Bob shakes his head, placing the frog gently down onto a dry patch, where it hops off into the reeds. They wipe their hands on their pants and unwrap the saltines. Ann licks the little bits of salt off the surface of her cracker.
After they're done with their snack, Bob dares Ann to knock on the hermit's door. There isn't anything definitively bad about the hermit, but what you don't know you make up, and Ann can imagine plenty. She shakes a little as she taps the door.
The hermit answers Ann's knock. She tries to peer past him into his house, but sees only dark and shadows. He reaches into his pocket, pulling out a handful of butterscotches, the hard kind wrapped in yellow cellophane. Ann extends her hand to receive the gift.
Then the Doctor's Wife is calling for them, her loud voice telling them to come in to dinner. They run back home through the woods, stopping when they get to the street to divide the candy evenly. When they're in the kitchen setting the table, Chrissy pops a butterscotch in her mouth.
“Where did you get that?” their mother asks, and Chrissy is dumb enough to tell her.
The Doctor's Wife becomes very angry.
The Doctor's Wife is dressing for a dance at the Everett Country Club. She's made her own dress, a simple black silk thing she hopes looks acceptable. She looks in the mirror at a side angle to see if it works or not. She smoothes down the fabric over her belly. “Can you tell?” she asks.
“Not exactly,” the Doctor says, knotting his tie.
The doorbell rings. The Doctor's Wife slips on her left pump as she hop skips down the stairs. Hazel Adelsheim is at the door, here to take care of the kids. She's a blowsy sort of woman, scattered. Her husband is a real bastard.
“They need to be in bed by nine at the very latest,” the Doctor's Wife says. Hazel waves her out the door.
The Doctor and the Doctor's Wife drive through a light drizzle, over the trestle above the Snohomish River and Ebey Slough. The drawbridge, which the Doctor's Wife has never seen drawn, looks down over logging barges underneath. The wipers sweep the glass, the lights of other cars forming weird shapes in the wet swiping. In Everett, they turn at the sign for the club, up the drive. The clubhouse is clad in dark gray siding. The whole building needs to be replaced or at least rehabbed. The Doctor likes to golf and is good at it. The Doctor's Wife occasionally walks around the course and knocks the ball into the bushes.
Under the porte cochère, the Doctor opens the door of their Plymouth, helping her out of the car. She doesn't need the help but she takes his hand. Inside, she shakes out her coat and hands it to the attendant, heading upstairs.
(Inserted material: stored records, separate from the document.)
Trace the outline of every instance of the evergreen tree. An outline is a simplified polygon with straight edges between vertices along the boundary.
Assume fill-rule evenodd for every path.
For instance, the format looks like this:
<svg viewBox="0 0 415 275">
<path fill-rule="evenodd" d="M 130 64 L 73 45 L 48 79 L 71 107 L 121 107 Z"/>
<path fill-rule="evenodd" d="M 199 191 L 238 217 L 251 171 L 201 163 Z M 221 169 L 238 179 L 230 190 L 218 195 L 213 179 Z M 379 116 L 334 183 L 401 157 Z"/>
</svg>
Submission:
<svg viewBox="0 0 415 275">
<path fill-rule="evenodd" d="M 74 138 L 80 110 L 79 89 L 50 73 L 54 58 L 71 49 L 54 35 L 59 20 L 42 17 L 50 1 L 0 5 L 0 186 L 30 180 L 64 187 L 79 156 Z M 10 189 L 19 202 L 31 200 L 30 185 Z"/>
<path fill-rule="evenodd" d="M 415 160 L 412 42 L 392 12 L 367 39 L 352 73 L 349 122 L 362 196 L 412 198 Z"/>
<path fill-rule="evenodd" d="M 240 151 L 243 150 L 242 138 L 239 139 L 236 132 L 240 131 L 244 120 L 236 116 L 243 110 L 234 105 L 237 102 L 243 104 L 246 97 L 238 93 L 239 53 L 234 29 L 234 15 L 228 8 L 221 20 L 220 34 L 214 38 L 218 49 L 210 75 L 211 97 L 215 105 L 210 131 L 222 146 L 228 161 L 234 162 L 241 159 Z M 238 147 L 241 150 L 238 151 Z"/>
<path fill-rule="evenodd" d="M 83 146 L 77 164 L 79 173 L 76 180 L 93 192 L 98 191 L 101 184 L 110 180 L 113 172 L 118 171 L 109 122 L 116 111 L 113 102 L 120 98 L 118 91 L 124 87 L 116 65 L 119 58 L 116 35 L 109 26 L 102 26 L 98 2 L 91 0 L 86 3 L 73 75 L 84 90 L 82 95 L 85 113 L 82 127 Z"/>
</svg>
“Where did you get that dress?” Nancy Taylor asks when the Doctor and the Doctor's Wife walk into the banquet room.
“Oh, you know,” the Doctor's Wife says.
“Seattle? I won't tell your hubby how many hundreds of dollars you spent,” Nancy stage whispers.
“Thousands,” the Doctor's Wife says.
Nancy shakes her head as understanding comes. “You made it yourself, you dirty dog! Everything I try to sew turns out looking like a flour sack.” Nancy is more of a craft person than a seamstress. She likes to make Santa and Mrs. Clauses out of pine cones and that sort of thing. Nancy narrows her eyes. “But it's not just the dress. Something's different about you.”
“There isn't either,” The Doctor's Wife says, not liking to lie, but she's not ready to tell her best friend. The older three kids were born almost exactly two years apart from each other.
“Have you lost weight? Haircut?”
“How many people do you have lined up for the meeting?” the Doctor's Wife asks.